FRUITS ZIPPER 仲川瑠夏が映画の配給・宣伝を学ぶ A24作品で知られる配給会社社員と対談

根底にある“映画が好き”という思い

仲川瑠夏

仲川:作品の宣伝方針はどういう流れで決めていくんですか?

池田:まず、作品に関わる担当者全員で作品を観たあとに、宣伝チームで集まって、どういうコンセプトで、どういうテーマでお客さんに伝えるかを決める会議をします。簡単に言うと、その作品のどのポイントを立たせて売るか。そこからそのコンセプトに沿ったポスタービジュアルや予告編などの宣伝物を作っていきます。本国版のビジュアルをベースに日本版を作ることもあれば、イラストレーターさんに依頼してガラッとイメージを変える場合もあります。ポスターや予告編が完成したら、リアルサウンド映画部さんなどメディアの方々にリリースをお送りしてニュースとして取り上げてもらったり、公開前には試写会を開いてSNSで感想を投稿してもらったりして、メディアへの露出を広げていきます。

仲川:ポスターでその作品の印象がものすごく変わりますよね。

池田:本当にその通りで。あとは邦題を決めるのも非常に難しいんです。例えば、9月26日公開の『テレビの中に入りたい』という作品は、原題が『I Saw the TV Glow』なのですが、そのままカタカナにしたり日本語に直訳したりすると、どんな映画か伝わりにくいという話になり、社内で議論した末に『テレビの中に入りたい』というキャッチーな邦題になりました。

仲川:原題と邦題がまったく違うタイトルのとき、「誰がどうやって決めてるんだろう」って思ってました!

池田:逆に、『シビル・ウォー アメリカ最後の日』という映画は、原題がそのまま『Civil War(原題)』なのですが、直訳すると「内戦」を意味する『シビル・ウォー』だけだと少し映画のイメージが湧きにくいという考えから、「アメリカ最後の日」という副題を付けました。伝わりやすさは大事なのでですが、映画ファンの方から「原題から変えないでほしかった」というお声をいただくこともあって。そのあたりのバランスを考えながらベストな道を選ぶのが、われわれ宣伝の仕事なんです。

(左から)仲川瑠夏、小椋沙暉氏、池田友佳氏

小椋:日本側で邦題を決めたあと、海外の版元に許可を取る必要もあるんです。時には、監督本人から「そのタイトルはどうなんだろう」と難色を示されることもあって。そういうときは、「日本の文化ではこう伝えたほうがいい」と伝えながら、最終的に決めていきます。

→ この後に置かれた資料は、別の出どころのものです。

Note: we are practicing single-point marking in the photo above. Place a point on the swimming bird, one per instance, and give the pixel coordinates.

仲川:邦題を決めるのにもそれだけのプロセスがあるんですね! ちなみに、お二人はなんで配給会社に入ろうと思ったんですか?

小椋:私はまだ歴が浅く去年入社したばかりなんですけど、昔から映画が好きで、映画の仕事をしたいなとずっと思っていたんです。それでハピネットファントム・スタジオを受けたら、たまたま受かることができました。映画に携わる仕事って、クリエイティブなことをやっていた人しかできないのかなと思っていたんですが、転職活動をしているときに、海外とやり取りする部署があることを知ったんですよね。私はもともと英語の勉強をしていたので、そういう携わり方もあるんだなと。

仲川:やっぱり“映画が好き”というのが根底にあるんですね!

池田:私もそうですね。私の場合は大学生の頃にミニシアターで映画をよく観るようになって、映画はもちろん、映画館という空間が好きになりました。映画って、観る人によって受け取るメッセージはそれぞれで、良かったとかつまらなかったとかも含めて、必ず心が動かされるものだと思うんですよね。しかも、映画を通して誰かの人生を体感できる。それがすごく素敵だなと思って。私も宣伝部での仕事は5年目で、もともとは別の部署で営業をやっていたりしたんですが、異動届を出して今に至ります。

(左から)池田友佳氏、仲川瑠夏、小椋沙暉氏

仲川:私も小さい頃からずっと映画が好きで、映画に携わる仕事がしたいとずっと思ってきたんですけど、携わり方が全然わからなくて……。お芝居をやりたいと思ったことは一度もないんですが、何か裏方として映画に携わりたいという気持ちがずっとあったんですよね。なので、もしアイドルをやっていなかったら、絶対に映画に携わる仕事に就きたかったなって。それで今年は『映画おしりたんてい スター・アンド・ムーン』で主題歌を担当させていただいて、初めてエンドロールに名前が載ったんです。それに本当に感動して。映画にコメントを出させていただくお仕事も本当に楽しかったので、機会があればぜひよろしくお願いします!

池田:こちらこそぜひ! 仲川さんのような影響力のある方に作品を注目していただけると、より幅広い層の方に映画を観ていただけるきっかけになると思うので、本当に嬉しいです。

小椋:今後はアリ・アスター監督の新作『エディントンへようこそ』(12月12日公開)などの話題作も控えているので、ぜひご期待ください!

仲川:ドウェイン・ジョンソンが来日する際はなんとしてでも協力させてください!